Monday, January 4, 2010

It rubs the lotion on it's body...

Remember that line? In Silence of the Lambs? (One of the greatest movies ever, BTW so if you haven't seen it you should.)

It must be January. Because I wish I had someone to tell me what to do and how to do it. Granted, I prefer not to be in a hole in the basement with the orchestrator of my life being a serial killer, but you get the idea.

I am the worst winter person ever and I find it so difficult to get motivated. My house needs to be completely lit with those Seasonal Affective Disorder lights. I need them spotlighted on my noggin to trick me into thinking it's Spring. Right now? I have boxes all over the living room surrounding a tree that needs to come down and Christmas crap that needs to be put away. I have sheets that need changing and a Nana that needs to be visited in the rehab center. (She is doing great, by the way). I need to go to the gym and sloth on the elliptical and oh, P.S.: we have no groceries.

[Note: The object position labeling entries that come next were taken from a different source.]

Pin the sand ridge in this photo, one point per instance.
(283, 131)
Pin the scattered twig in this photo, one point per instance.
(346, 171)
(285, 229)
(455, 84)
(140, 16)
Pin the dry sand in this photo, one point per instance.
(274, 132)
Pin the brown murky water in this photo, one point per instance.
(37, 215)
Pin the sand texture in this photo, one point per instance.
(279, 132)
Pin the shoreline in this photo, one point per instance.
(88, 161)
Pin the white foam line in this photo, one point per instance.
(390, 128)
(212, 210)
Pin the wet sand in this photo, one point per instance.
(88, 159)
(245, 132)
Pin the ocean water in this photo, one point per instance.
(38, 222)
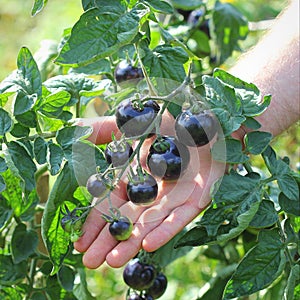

I have to work in two days and also have some dude coming on Wednesday to fix our TV, which takes about six minutes to turn on. (I find it somewhat amusing to watch the TV try to start, I will it to just grunt because if it grunted, it would help. Please note that the boy people in the house do not share my amusement). I am getting Cable Guy reminiscent hives in apprehension for Wednesday. I curse the people who cut our combined time off at work, I desperately need a mental health day.

I am digressing. I need Ritalin. I need to get going. I would make a list but then I would start drawing on it and then I would want new pens and then I would go to Casey's art box for them and then I would notice she needs her quilt washed and then and then and then...

OK - regroup. Slacker Radio to the rescue. My "Clean the House" Compilation. Prince, The Time, Michael Jackson, George Clinton "Do Fries Go With That Shake?" All the musical gems that make me unable to sit still.

WHOOP - I am momentarily motivated. So long holidays - come on May. You can get me moving but you can't make me like Michigan in the winter.